Research Article

Isolation and Molecular Characterization of Bovine Coronavirus from Calves with Acute Gastroenteritis in Egypt

Saad A. Moussa1, Ahmed F. Afify1*, Suzan Salah2 and Ayman Hamed3

1Virology Research Department Central Lab; 2Virology Unit, Shebin District Lab; 3Biotechnology Research Department, Animal Health Research Institute, Agricultural Research Center (ARC), Dokki 12618, Egypt.

Received | March 05, 2021; Accepted | March 14, 2021; Published | April 28, 2021

*Correspondence | Ahmed Fawzy Afify, Virology Research Department Central Lab, Animal Health Research Institute, Agricultural Research Center (ARC), Dokki 12618, Egypt; Email: fieldagy_ahmed@yahoo.com

DOI | http://dx.doi.org/10.17582/journal.hv/2021/8.2.29.38

Citation | Moussa, S.A., A.F. Afify, S. Salah and A. Hamed. 2021. Isolation and molecular characterization of bovine coronavirus from calves with acute gastroenteritis in Egypt.
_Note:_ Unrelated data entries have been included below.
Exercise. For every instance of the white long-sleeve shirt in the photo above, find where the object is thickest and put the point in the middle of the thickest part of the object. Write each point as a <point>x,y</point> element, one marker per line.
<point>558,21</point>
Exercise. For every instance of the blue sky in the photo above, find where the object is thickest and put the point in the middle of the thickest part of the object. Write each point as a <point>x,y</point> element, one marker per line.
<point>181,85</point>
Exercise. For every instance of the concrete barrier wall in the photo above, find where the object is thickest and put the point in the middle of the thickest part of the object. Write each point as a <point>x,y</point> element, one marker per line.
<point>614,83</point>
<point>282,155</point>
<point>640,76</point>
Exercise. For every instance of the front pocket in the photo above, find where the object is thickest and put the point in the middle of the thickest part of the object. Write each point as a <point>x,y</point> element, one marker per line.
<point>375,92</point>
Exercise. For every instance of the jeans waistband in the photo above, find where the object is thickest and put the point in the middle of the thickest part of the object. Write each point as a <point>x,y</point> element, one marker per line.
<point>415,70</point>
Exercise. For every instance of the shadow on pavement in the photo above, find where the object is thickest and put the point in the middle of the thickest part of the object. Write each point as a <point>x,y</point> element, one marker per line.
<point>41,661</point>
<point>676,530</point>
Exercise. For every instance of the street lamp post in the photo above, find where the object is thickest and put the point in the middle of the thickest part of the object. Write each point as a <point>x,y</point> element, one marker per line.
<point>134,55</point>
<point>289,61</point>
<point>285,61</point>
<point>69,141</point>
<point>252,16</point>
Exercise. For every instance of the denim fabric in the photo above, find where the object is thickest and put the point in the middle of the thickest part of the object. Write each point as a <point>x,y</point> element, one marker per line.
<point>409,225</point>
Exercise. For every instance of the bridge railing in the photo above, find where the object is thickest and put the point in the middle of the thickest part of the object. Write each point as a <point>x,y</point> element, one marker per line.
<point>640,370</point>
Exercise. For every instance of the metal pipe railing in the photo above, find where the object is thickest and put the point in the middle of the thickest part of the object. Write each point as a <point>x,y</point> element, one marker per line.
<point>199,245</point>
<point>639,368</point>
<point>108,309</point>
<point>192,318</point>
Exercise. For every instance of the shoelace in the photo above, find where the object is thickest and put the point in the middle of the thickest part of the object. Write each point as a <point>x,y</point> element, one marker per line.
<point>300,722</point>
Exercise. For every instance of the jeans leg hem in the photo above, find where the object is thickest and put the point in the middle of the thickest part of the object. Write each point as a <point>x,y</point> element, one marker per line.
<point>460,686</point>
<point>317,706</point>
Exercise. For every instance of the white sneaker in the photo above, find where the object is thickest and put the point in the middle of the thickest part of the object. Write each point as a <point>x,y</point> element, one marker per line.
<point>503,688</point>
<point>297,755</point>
Hosts and Viruses, 8(2): 29-38.

Keywords: Betacoronavirus-1, BCoV, Vero cells, TEM, IP and gastroenteritis

Information

Diarrhea is one of the most serious problems affecting cattle, particularly younger ones from 1 week to 3 months of age, leading to serious dehydration, which in many cases can be fatal (Blowey and Weaver, 2011). The most common viral enteric pathogens were known include Bovine Rotavirus (BRoV) and Betacoronavirus 1 Bovine Coronavirus (BCoV) (Cavanagh, 1997), can cause enteric and respiratory infections in calves and adult livestock. (Lathrop et al., 2000; Hoet et al., 2003). Betacoronavirus 1 infection is a significant cause of economic losses for the dairy industry worldwide (Saif, 2004). In addition, the maximum decrease in dairy production is about 10 percent and can last for 1-2 weeks, after dairy production levels are recovered in mild BCoV epidemics, but dairy production decreases to 30 percent in extreme epidemics and continues for up to 1 month (Radostits et al., 2007).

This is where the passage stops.